You might look up "prostate massaging" - might be useful information. I don't have any experience so I can't vouch for why some have the interest but I do read about "stuff couples do" to enjoy their personal alone time together.


----------



## Openminded (Feb 21, 2013)

He isn’t likely to stop — although he may hide it better — so you’ll have to decide how you feel about that going forward. Some women would be okay and some women wouldn’t but what matters is your thoughts on it.


----------



## Young at Heart (Jan 6, 2015)

Hiswifeof23yrs said:


> He bought them a few months ago & he could wear them. I believe they are his. I get anal play. However he likes dildos he says to hold and look at. And *the women’s stuff is not something I signed on for*. He says he won’t do it again. I just don’t believe it.


You are surprised. You probably feel threatened. How much do you love him? You have been married a long time. Are you afraid of change? Do Do you like making him happy? Are you willing to stretch yourself to make him happy? Is there some way you can role play or do something similar he might like and be more acceptable to you? Why do you feel the way you do about it? Those are questions you might want to ask yourself and discuss with your H of 23 years.

This is a wonderful time for you and your H to have some deep conversations about sex, if you are capable of asking questions in a non-judgemental way.
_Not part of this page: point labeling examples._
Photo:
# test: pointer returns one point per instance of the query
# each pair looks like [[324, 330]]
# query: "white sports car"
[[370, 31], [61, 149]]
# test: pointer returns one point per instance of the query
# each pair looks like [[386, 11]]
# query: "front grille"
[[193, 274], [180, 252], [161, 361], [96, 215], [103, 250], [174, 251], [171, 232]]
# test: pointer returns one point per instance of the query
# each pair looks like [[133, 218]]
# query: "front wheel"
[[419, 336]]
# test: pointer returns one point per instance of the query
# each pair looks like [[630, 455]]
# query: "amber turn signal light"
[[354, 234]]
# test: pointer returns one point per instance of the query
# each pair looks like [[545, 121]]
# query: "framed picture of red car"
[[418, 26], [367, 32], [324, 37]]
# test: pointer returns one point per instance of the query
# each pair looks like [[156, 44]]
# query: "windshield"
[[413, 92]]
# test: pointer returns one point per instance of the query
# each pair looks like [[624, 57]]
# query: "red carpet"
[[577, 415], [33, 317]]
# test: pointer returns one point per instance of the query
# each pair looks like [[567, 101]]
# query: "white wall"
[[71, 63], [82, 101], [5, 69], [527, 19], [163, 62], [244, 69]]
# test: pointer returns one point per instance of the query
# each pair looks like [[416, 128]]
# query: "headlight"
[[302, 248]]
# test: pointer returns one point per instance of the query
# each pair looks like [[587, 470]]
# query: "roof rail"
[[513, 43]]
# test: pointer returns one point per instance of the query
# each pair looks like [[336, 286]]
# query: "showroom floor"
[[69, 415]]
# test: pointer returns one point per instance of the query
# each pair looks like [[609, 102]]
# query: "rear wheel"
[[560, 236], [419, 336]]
My wife and I were in a sex starved marriage. We got a Sex Therapist to help us discuss the "elephant in the room." One of the things that the Marriage Counselor who was also a board certified sex therapist did was to have us fill out a "yes/no/maybe" list of sexual activities. Each of us independently took the list and made a check mark or Y N M by each activity. Then later you sit down together and respectfully discuss your feelings and WHY you feel the way you do.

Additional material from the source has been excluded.